As the 90’s progressed, the need to standardize the lessons learned into a common methodology became increasingly acute. Two of leading tool providers of the day – SPSS and Teradata – along with three early adopter user corporations, Daimler, NCR, and OHRA convened a Special Interest Group (SIG) in 1996 and over the course of less than a year managed to codify what is still today the CRISP-DM, CRoss Industry Standard Process for Data Mining. CRISP-DM was not actually the first. SAS Institute had its own version called SEMMA (Sample, Explore, Modify, Model, Assess). Nevertheless, within just a year or two many more practitioners were basing their approach on CRISP-DM.
The CRISP-DM process or methodology of CRISP-DM is described in these six major steps:
Focuses on understanding the project objectives and requirements from a business perspective. The analyst formulates this knowledge as a data mining problem and develops preliminary plan
Starting with initial data collection, the analyst proceeds with activities to get familiar with the data, identify data quality problems & discover first insights into the data. In this phase, the analyst might also detect interesting subsets to form hypotheses for hidden information
The data preparation phase covers all activities to construct the final dataset from the initial raw data
The analyst evaluates, selects & applies the appropriate modelling techniques. Since some techniques like neural nets have specific requirements regarding the form of the data. There can be a loop back here to data prep
The analyst builds & chooses models that appear to have high quality based on loss functions that were selected. The analyst them tests them to ensure that they can generalise the models against unseen data. Subsequently, the analyst also validates that the models sufficiently cover all key business issues. The end result is the selection of the champion model(s)
Generally this will mean deploying a code representation of the model into an operating system. This also includes mechanisms to score or categorise new unseen data as it arises. The mechanism should use the new information in the solution of the original business problem. Importantly, the code representation must also include all the data prep steps leading up to modelling. This ensures that the model will treat new raw data in the same manner as during model development
Characteristics of CRISP-DM
I believe CRISP-DM’s longevity in a rapidly changing area stems from a number of characteristics:
- It encourages data miners to focus on business goals, so as to ensure that project outputs provide tangible benefits to the organization. Too often, analysts can lose sight of the ultimate business purpose of their analysis – the analysis can become an end in itself rather than a means to an end. The CRISP-DM approach helps ensure that the business goals remain at the centre of the project throughout.
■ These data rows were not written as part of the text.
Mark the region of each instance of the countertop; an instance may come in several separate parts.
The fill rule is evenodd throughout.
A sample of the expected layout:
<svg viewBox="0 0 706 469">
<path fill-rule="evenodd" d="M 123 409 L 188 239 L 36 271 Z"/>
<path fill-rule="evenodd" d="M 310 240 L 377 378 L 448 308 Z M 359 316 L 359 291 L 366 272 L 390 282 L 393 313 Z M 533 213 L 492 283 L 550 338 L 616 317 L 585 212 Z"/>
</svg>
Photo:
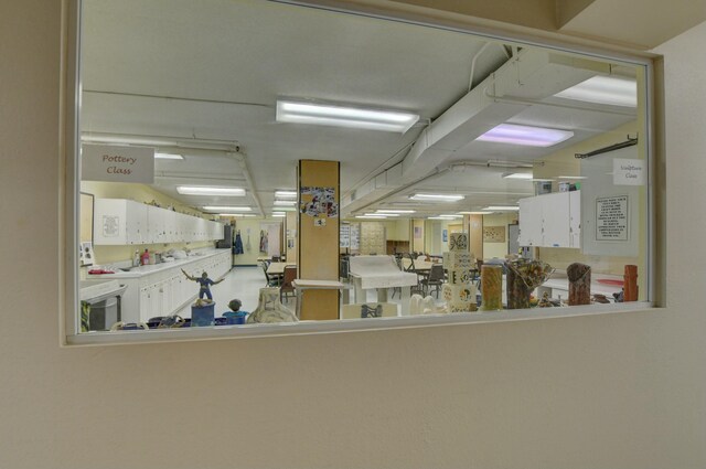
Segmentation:
<svg viewBox="0 0 706 469">
<path fill-rule="evenodd" d="M 101 266 L 92 266 L 89 267 L 90 269 L 97 269 L 97 268 L 104 268 L 106 270 L 114 270 L 114 274 L 86 274 L 86 280 L 110 280 L 110 279 L 120 279 L 120 278 L 140 278 L 143 277 L 146 275 L 150 275 L 150 274 L 157 274 L 159 271 L 162 270 L 168 270 L 168 269 L 172 269 L 174 267 L 185 267 L 189 264 L 200 260 L 200 259 L 206 259 L 208 257 L 213 257 L 215 255 L 218 254 L 223 254 L 223 253 L 231 253 L 231 248 L 224 248 L 224 249 L 204 249 L 204 251 L 197 251 L 194 254 L 188 256 L 186 258 L 183 259 L 174 259 L 172 262 L 169 263 L 160 263 L 160 264 L 149 264 L 146 266 L 139 266 L 139 267 L 124 267 L 124 268 L 129 268 L 128 271 L 124 271 L 120 270 L 120 266 L 124 265 L 124 263 L 114 263 L 114 264 L 106 264 L 106 265 L 101 265 Z"/>
<path fill-rule="evenodd" d="M 605 274 L 592 274 L 591 275 L 591 295 L 606 295 L 608 298 L 612 298 L 613 294 L 619 294 L 622 289 L 621 286 L 618 285 L 605 285 L 598 280 L 622 280 L 622 276 L 620 275 L 605 275 Z M 563 270 L 555 271 L 552 277 L 541 287 L 545 288 L 556 288 L 557 290 L 569 290 L 569 279 L 566 277 L 566 273 Z"/>
</svg>

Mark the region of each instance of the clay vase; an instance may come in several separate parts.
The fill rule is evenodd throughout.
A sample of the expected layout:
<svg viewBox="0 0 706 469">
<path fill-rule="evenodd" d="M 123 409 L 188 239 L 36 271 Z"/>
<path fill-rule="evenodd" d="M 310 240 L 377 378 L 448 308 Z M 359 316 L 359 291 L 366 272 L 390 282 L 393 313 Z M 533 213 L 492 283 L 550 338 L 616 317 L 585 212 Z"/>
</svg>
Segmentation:
<svg viewBox="0 0 706 469">
<path fill-rule="evenodd" d="M 623 278 L 623 301 L 638 301 L 638 266 L 627 265 Z"/>
<path fill-rule="evenodd" d="M 574 263 L 566 268 L 569 279 L 569 306 L 591 303 L 591 268 Z"/>
<path fill-rule="evenodd" d="M 503 309 L 503 267 L 483 265 L 481 267 L 481 311 Z"/>
<path fill-rule="evenodd" d="M 297 322 L 297 316 L 279 300 L 279 288 L 260 288 L 260 297 L 255 311 L 247 317 L 247 323 Z"/>
</svg>

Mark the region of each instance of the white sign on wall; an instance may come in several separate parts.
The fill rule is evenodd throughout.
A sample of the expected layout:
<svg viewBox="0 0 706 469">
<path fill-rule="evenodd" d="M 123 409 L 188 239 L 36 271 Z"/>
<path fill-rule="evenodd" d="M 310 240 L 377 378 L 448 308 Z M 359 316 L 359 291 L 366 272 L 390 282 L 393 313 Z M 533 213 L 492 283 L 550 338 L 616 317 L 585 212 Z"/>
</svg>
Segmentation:
<svg viewBox="0 0 706 469">
<path fill-rule="evenodd" d="M 614 185 L 644 185 L 644 160 L 616 158 L 613 159 Z"/>
<path fill-rule="evenodd" d="M 596 199 L 596 241 L 628 241 L 628 195 Z"/>
<path fill-rule="evenodd" d="M 154 182 L 154 149 L 116 145 L 82 145 L 81 179 L 108 182 Z"/>
</svg>

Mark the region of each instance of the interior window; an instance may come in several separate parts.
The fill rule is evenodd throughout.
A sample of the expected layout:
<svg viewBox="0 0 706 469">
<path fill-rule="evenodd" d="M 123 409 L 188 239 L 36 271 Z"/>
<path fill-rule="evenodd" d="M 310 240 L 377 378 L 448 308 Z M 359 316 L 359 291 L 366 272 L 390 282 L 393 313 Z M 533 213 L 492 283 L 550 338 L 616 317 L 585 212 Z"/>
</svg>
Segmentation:
<svg viewBox="0 0 706 469">
<path fill-rule="evenodd" d="M 263 0 L 81 13 L 68 335 L 650 301 L 648 63 Z"/>
</svg>

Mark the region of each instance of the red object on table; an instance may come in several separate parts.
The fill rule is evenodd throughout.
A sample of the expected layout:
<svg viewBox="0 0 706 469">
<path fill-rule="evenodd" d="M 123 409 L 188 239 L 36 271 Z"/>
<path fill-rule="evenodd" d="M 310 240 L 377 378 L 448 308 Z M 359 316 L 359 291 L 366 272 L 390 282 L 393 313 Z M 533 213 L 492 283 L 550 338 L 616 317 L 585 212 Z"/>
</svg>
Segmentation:
<svg viewBox="0 0 706 469">
<path fill-rule="evenodd" d="M 638 301 L 638 266 L 627 265 L 624 278 L 623 301 Z"/>
<path fill-rule="evenodd" d="M 88 274 L 90 275 L 100 275 L 100 274 L 115 274 L 113 270 L 106 270 L 106 269 L 101 269 L 101 268 L 94 268 L 88 270 Z"/>
<path fill-rule="evenodd" d="M 596 281 L 603 285 L 614 285 L 616 287 L 622 287 L 624 285 L 624 280 L 616 280 L 612 278 L 599 278 Z"/>
</svg>

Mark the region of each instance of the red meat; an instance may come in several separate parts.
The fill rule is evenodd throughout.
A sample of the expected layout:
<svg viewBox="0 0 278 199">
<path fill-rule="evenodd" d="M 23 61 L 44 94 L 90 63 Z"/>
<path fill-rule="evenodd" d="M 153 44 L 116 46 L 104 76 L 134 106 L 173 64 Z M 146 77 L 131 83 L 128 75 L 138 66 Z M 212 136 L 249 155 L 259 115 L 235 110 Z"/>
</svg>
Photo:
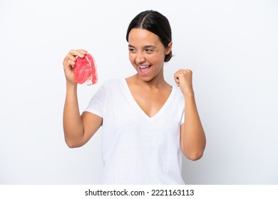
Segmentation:
<svg viewBox="0 0 278 199">
<path fill-rule="evenodd" d="M 84 58 L 76 58 L 73 71 L 76 82 L 79 84 L 91 85 L 98 82 L 96 61 L 90 53 L 87 53 Z"/>
</svg>

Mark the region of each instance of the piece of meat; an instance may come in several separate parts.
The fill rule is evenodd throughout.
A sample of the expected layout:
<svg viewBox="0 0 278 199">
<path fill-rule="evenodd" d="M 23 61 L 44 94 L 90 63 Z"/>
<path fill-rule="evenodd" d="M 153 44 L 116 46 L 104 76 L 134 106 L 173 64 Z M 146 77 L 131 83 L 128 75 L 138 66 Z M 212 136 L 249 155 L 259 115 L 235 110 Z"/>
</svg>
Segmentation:
<svg viewBox="0 0 278 199">
<path fill-rule="evenodd" d="M 87 53 L 84 58 L 77 57 L 73 71 L 76 82 L 79 84 L 91 85 L 98 82 L 96 61 L 90 53 Z"/>
</svg>

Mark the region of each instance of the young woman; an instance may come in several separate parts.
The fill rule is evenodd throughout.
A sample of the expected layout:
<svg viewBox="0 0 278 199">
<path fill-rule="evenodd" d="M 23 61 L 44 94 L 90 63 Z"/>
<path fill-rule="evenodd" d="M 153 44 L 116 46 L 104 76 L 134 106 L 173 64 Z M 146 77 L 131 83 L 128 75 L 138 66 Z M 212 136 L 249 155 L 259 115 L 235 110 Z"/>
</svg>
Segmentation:
<svg viewBox="0 0 278 199">
<path fill-rule="evenodd" d="M 71 148 L 81 146 L 102 126 L 103 183 L 183 184 L 182 153 L 197 160 L 206 142 L 192 72 L 177 71 L 177 87 L 164 80 L 164 63 L 172 57 L 172 36 L 168 20 L 159 12 L 136 16 L 126 40 L 136 73 L 105 82 L 81 116 L 73 68 L 76 56 L 83 57 L 87 51 L 71 50 L 65 58 L 66 142 Z"/>
</svg>

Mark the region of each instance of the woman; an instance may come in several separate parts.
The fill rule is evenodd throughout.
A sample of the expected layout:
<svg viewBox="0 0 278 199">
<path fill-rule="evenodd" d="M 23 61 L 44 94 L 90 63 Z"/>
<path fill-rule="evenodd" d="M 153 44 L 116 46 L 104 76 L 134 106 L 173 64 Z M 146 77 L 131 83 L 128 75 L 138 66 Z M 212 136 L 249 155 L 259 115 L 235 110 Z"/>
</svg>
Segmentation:
<svg viewBox="0 0 278 199">
<path fill-rule="evenodd" d="M 168 20 L 159 12 L 136 16 L 126 40 L 136 73 L 105 82 L 81 116 L 73 68 L 76 56 L 87 51 L 71 50 L 65 58 L 66 142 L 71 148 L 81 146 L 102 126 L 103 183 L 184 184 L 182 154 L 197 160 L 205 147 L 192 72 L 181 69 L 174 74 L 179 88 L 164 80 L 164 63 L 172 57 L 172 36 Z"/>
</svg>

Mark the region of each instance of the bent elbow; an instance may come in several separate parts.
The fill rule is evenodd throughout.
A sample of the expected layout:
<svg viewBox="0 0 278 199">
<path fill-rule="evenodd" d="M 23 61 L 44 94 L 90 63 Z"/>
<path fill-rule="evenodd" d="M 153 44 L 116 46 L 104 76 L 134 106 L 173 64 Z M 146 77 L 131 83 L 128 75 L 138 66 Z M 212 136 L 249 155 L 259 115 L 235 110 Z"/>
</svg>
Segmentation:
<svg viewBox="0 0 278 199">
<path fill-rule="evenodd" d="M 203 153 L 196 153 L 193 154 L 190 154 L 187 156 L 187 159 L 190 159 L 190 161 L 197 161 L 200 160 L 202 157 Z"/>
<path fill-rule="evenodd" d="M 191 152 L 185 152 L 183 151 L 182 152 L 187 159 L 194 161 L 200 159 L 202 157 L 202 155 L 204 154 L 203 151 L 191 151 Z"/>
<path fill-rule="evenodd" d="M 71 141 L 68 139 L 65 139 L 66 145 L 68 146 L 70 149 L 74 149 L 74 148 L 78 148 L 81 146 L 81 145 L 78 144 L 76 141 Z"/>
</svg>

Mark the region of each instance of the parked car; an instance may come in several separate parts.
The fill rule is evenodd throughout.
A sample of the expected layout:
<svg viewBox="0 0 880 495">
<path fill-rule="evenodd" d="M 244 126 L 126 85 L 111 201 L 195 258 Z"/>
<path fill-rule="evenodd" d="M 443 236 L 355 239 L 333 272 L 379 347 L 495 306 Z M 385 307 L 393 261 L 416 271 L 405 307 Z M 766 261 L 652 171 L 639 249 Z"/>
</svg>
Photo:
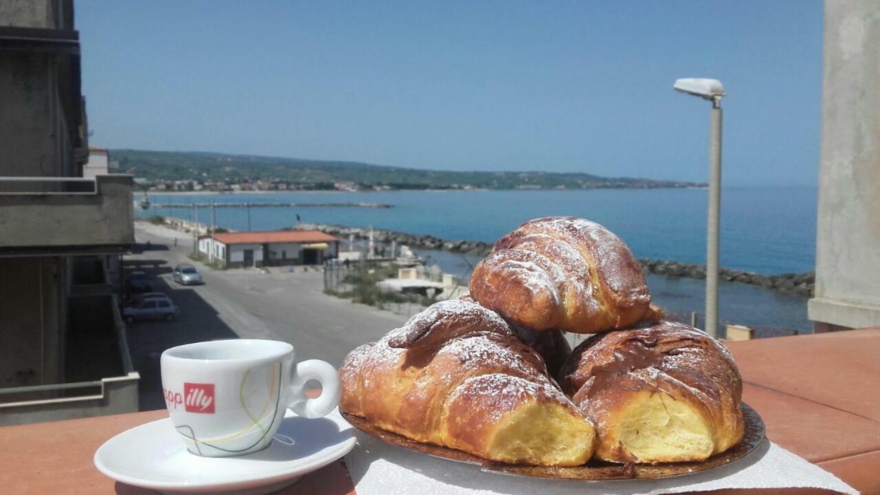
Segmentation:
<svg viewBox="0 0 880 495">
<path fill-rule="evenodd" d="M 122 308 L 122 317 L 131 323 L 136 320 L 165 320 L 171 321 L 180 314 L 170 299 L 146 299 L 137 306 Z"/>
<path fill-rule="evenodd" d="M 137 306 L 146 299 L 172 300 L 172 299 L 168 297 L 168 294 L 165 292 L 143 292 L 143 294 L 136 294 L 132 296 L 131 299 L 125 303 L 125 306 Z"/>
<path fill-rule="evenodd" d="M 195 270 L 195 267 L 190 264 L 177 265 L 174 267 L 174 271 L 172 273 L 171 277 L 174 279 L 174 282 L 182 285 L 205 283 L 199 270 Z"/>
<path fill-rule="evenodd" d="M 142 294 L 153 291 L 153 283 L 150 277 L 143 271 L 133 271 L 128 274 L 128 292 L 131 293 Z"/>
</svg>

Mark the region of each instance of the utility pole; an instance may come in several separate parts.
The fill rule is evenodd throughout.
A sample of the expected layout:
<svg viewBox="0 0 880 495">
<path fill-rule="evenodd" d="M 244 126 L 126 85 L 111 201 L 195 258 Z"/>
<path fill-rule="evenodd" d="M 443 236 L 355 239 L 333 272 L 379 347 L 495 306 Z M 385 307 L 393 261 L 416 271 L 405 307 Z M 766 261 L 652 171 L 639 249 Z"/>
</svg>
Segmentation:
<svg viewBox="0 0 880 495">
<path fill-rule="evenodd" d="M 717 79 L 685 78 L 672 85 L 676 91 L 712 102 L 709 127 L 709 202 L 706 228 L 706 333 L 718 332 L 718 237 L 721 217 L 721 99 L 724 86 Z"/>
<path fill-rule="evenodd" d="M 193 255 L 199 255 L 199 204 L 195 203 L 195 228 L 193 229 Z"/>
<path fill-rule="evenodd" d="M 214 222 L 216 220 L 216 217 L 214 216 L 214 200 L 211 200 L 211 242 L 210 248 L 208 249 L 208 262 L 214 262 L 214 230 L 216 228 L 214 225 Z"/>
</svg>

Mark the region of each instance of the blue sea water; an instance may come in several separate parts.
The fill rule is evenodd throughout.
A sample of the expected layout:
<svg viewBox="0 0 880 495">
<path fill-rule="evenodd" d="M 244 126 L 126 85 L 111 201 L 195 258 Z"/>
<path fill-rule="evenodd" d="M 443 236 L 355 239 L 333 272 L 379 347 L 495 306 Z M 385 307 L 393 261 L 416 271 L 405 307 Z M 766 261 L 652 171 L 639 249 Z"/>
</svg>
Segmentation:
<svg viewBox="0 0 880 495">
<path fill-rule="evenodd" d="M 304 222 L 370 226 L 450 240 L 494 241 L 521 223 L 549 215 L 598 222 L 619 235 L 639 257 L 705 262 L 706 189 L 593 189 L 554 191 L 295 192 L 236 195 L 150 195 L 163 203 L 344 203 L 392 204 L 373 208 L 252 208 L 252 230 Z M 138 195 L 140 197 L 140 195 Z M 813 270 L 815 188 L 730 188 L 722 192 L 721 264 L 763 274 Z M 190 209 L 155 207 L 138 216 L 190 218 Z M 246 208 L 216 209 L 216 223 L 246 230 Z M 208 210 L 200 209 L 205 222 Z M 466 273 L 475 260 L 425 252 L 444 271 Z M 656 302 L 677 312 L 702 311 L 704 282 L 649 277 Z M 806 303 L 799 298 L 742 284 L 722 284 L 723 321 L 808 330 Z"/>
<path fill-rule="evenodd" d="M 764 274 L 813 270 L 815 188 L 725 188 L 722 193 L 721 265 Z M 639 257 L 704 262 L 706 189 L 592 189 L 564 191 L 301 192 L 162 196 L 162 203 L 341 203 L 373 208 L 253 208 L 252 230 L 304 222 L 370 226 L 451 240 L 495 241 L 521 223 L 549 215 L 598 222 Z M 188 217 L 186 209 L 138 209 L 139 216 Z M 200 211 L 202 221 L 208 211 Z M 246 208 L 216 209 L 217 225 L 247 228 Z"/>
</svg>

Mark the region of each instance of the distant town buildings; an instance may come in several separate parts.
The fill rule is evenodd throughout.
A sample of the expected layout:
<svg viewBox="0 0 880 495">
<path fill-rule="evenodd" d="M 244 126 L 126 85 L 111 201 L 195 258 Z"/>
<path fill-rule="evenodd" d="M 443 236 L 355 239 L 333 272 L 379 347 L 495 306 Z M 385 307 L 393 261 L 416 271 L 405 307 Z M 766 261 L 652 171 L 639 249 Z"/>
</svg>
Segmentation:
<svg viewBox="0 0 880 495">
<path fill-rule="evenodd" d="M 209 262 L 227 268 L 321 264 L 339 255 L 339 238 L 320 231 L 218 233 L 199 239 Z"/>
</svg>

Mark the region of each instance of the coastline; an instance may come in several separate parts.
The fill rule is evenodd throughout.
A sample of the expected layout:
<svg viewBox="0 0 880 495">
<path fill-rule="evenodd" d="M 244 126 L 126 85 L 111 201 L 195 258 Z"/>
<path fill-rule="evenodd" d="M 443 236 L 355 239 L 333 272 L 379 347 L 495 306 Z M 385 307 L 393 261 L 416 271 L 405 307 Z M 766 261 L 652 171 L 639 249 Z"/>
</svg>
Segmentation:
<svg viewBox="0 0 880 495">
<path fill-rule="evenodd" d="M 458 192 L 485 192 L 485 191 L 517 191 L 517 192 L 532 192 L 532 191 L 604 191 L 604 190 L 652 190 L 652 189 L 707 189 L 708 186 L 683 186 L 683 187 L 668 187 L 668 188 L 510 188 L 510 189 L 488 189 L 486 188 L 471 188 L 467 189 L 386 189 L 386 190 L 375 190 L 375 189 L 356 189 L 353 191 L 339 190 L 339 189 L 278 189 L 278 190 L 253 190 L 253 191 L 161 191 L 150 189 L 147 194 L 151 194 L 154 196 L 209 196 L 209 195 L 262 195 L 262 194 L 328 194 L 328 193 L 392 193 L 392 192 L 420 192 L 420 193 L 458 193 Z M 136 194 L 143 194 L 143 191 L 136 191 Z"/>
<path fill-rule="evenodd" d="M 343 238 L 354 235 L 356 239 L 360 240 L 368 239 L 370 232 L 370 229 L 362 227 L 330 224 L 300 224 L 297 228 L 319 230 Z M 417 235 L 386 229 L 372 229 L 372 234 L 373 240 L 378 242 L 396 242 L 417 249 L 437 249 L 475 257 L 488 255 L 493 246 L 492 243 L 482 240 L 450 240 L 433 235 Z M 683 278 L 706 278 L 706 265 L 704 264 L 649 258 L 638 258 L 638 261 L 642 270 L 646 273 Z M 726 282 L 758 285 L 804 299 L 813 295 L 816 283 L 816 276 L 812 271 L 761 275 L 753 271 L 721 268 L 718 275 L 722 280 Z"/>
</svg>

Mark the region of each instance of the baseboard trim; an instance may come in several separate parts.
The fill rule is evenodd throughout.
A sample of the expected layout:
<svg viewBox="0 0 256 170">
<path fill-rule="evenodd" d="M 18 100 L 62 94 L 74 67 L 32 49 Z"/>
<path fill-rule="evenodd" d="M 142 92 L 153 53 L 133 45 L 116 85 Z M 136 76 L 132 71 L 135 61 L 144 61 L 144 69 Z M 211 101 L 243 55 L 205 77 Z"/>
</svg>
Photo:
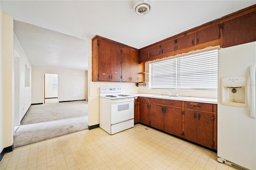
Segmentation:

- CRISP-DM provides an iterative approach, including frequent opportunities to evaluate the progress of the project against its original objectives. This helps minimize risk of getting to the end of the project and finding that the business objectives have not really been addressed. It also means that the project stakeholders can adapt & change the objectives in the light of new findings.
- The CRISP-DM methodology is both technology and problem-neutral. You can use any software you like for your analysis and apply it to any data mining problem you want to. Whatever the nature of your data mining project, CRISP-DM will still provide you with a framework with enough structure to be useful.